Apr 20, 2021 1:45:00 AM by Bert Scalzo
What is data modeling, why should I care, and what capabilities should data modeling tools offer? These are all important and timely questions that I’ll explore in this blog, each on their own. Finally, I’ll conclude with why I say this topic is both important and timely.
The Wikipedia definition states that data modeling is the software engineering process of creating a data model for an information system by applying certain formal techniques. Even though software engineering was chiefly popular in the mid 1990s and early 2000s, that doesn’t suggest that it’s no longer relevant.
As with all knowledge, it should build upon the existing foundation so as to add value. Therefore, agile and DevOps should include some prior software engineering best practices that’ll fit within the new framework. Data modeling does because you can’t build a truly successful application where the underlying database was thrown together ad-hoc by application developers writing relatively small portions of function specific code at a particular moment in time.
Programmers are fantastic at handling data in motion (i.e. the code), but not as proficient with data at rest (i.e. the database). You really can’t code your way out of abysmal application performance due to bad database design.
Stated another way, good database design directly translates into acceptable performance (i.e. efficiency).
So what is a data model? The Wikipedia definition states that a data model is an abstract model that organizes elements of data and standardizes how they relate to one another and to the properties of real-world entities. That’s a mouthful.
Let’s instead view a data model as the blueprint of the objects within a database (i.e. tables) which represents the business concepts of entities (i.e. things) and that meets the business requirements for those entities (i.e. efficient). And much like old the TV show the “Brady Bunch”, blueprints are created by architects. While Mr. Brady might dawn a hard hat and visit a construction site, first and long before, he created complete blueprints for the customer to approve as meeting their needs prior to construction initiation.
Back in the 1990s and early 2000s those software engineers might have likewise created the data model for the entire database before coding.
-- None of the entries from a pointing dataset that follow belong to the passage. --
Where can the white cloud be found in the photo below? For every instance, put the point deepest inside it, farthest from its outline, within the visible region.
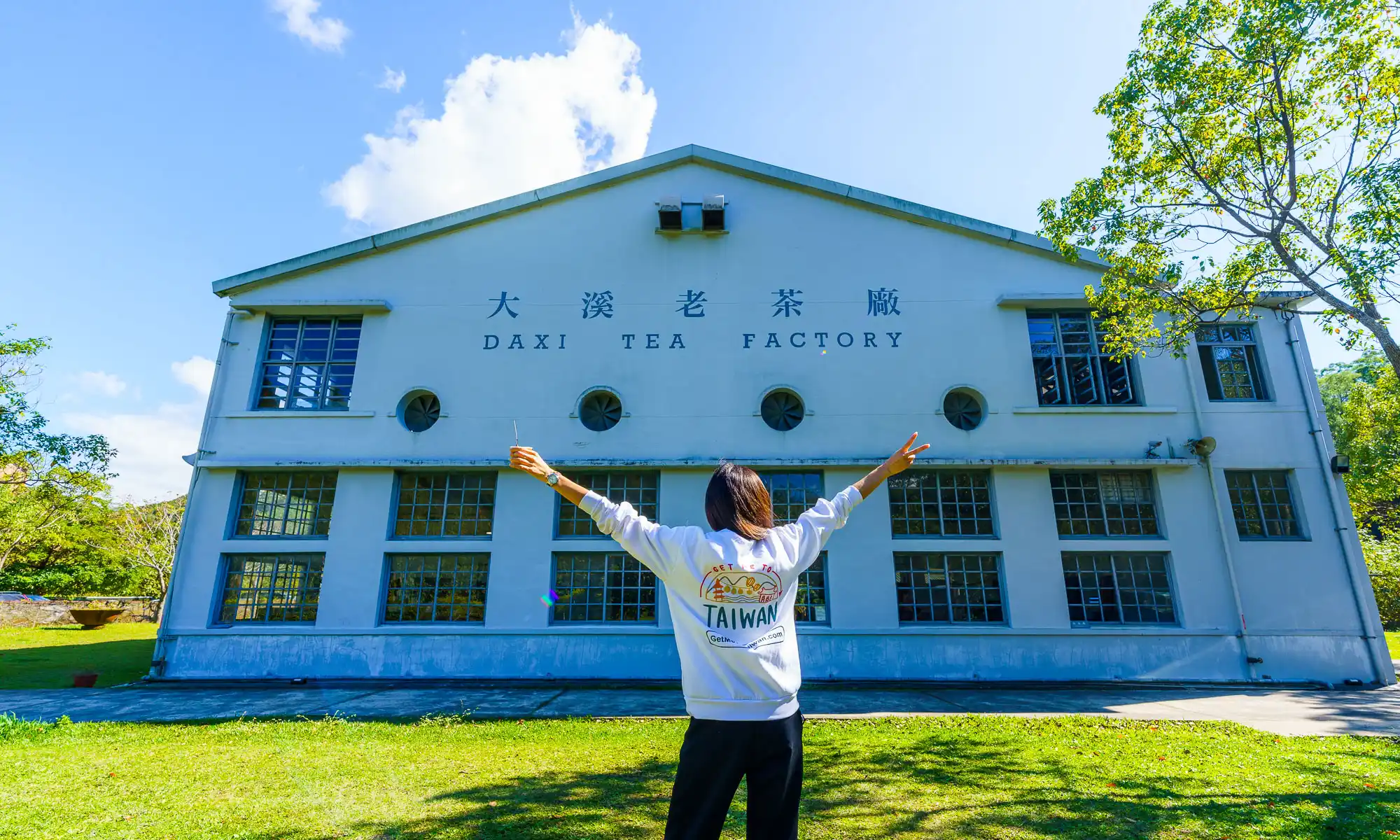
(507, 125)
(195, 372)
(393, 80)
(149, 447)
(302, 22)
(102, 383)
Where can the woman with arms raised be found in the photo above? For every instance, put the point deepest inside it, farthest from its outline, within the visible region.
(732, 594)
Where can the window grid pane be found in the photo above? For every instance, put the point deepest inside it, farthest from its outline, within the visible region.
(436, 589)
(1118, 589)
(811, 607)
(948, 589)
(309, 363)
(1264, 505)
(1104, 503)
(265, 589)
(608, 587)
(1230, 359)
(446, 505)
(941, 503)
(793, 493)
(1070, 366)
(638, 489)
(286, 505)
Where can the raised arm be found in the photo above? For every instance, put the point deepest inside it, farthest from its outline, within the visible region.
(656, 545)
(894, 465)
(528, 461)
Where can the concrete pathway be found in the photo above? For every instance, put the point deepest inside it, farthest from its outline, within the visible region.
(1284, 712)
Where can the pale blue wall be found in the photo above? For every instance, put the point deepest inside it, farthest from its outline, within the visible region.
(702, 404)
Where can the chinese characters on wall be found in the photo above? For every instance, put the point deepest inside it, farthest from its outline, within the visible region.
(600, 304)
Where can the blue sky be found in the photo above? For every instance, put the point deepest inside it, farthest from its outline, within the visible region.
(153, 148)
Whereas today under agile and DevOps, we probably will subdivide the overall database into functional areas or sub-models to be developed incrementally within the overall application’s SCRUM sprints.
So database design benefits from the traditional “divide and conquer” technique matched to the application phase. The resulting databases will meet the business requirements now for both effectiveness and efficiency.
When one constructs a data model, they do so by choosing and adhering to a specific drawing style known as Entity Relationship Diagram (i.e. ERD) notations. These notations include: Barker’s notation, Chen notation, IDEF1X notation, Arrow notation, UML notation, and Information Engineering notation (commonly referred to as IE or Crow’s foot notation).
Below is a complete comparison from agiledata.org between four of the more common ERD notations (IE, Barker, IDEF1X, and UML).
While these ERD notations may look significantly different, nonetheless they all permit one to model the same concepts. They will just look radically different. I’ll be using Information Engineering (i.e. IE) in my blogs and their examples. But you should choose one which meets your needs. For example, many DOD (i.e. Department of Defense) project might require the IDEF1X notation.
So we’ve now basically defined what data modeling is, but why should you care? I’ve already made the case that for both effectiveness (i.e. meets all business requirements) and efficiency (i.e. the application performs well) that one needs to perform data modeling.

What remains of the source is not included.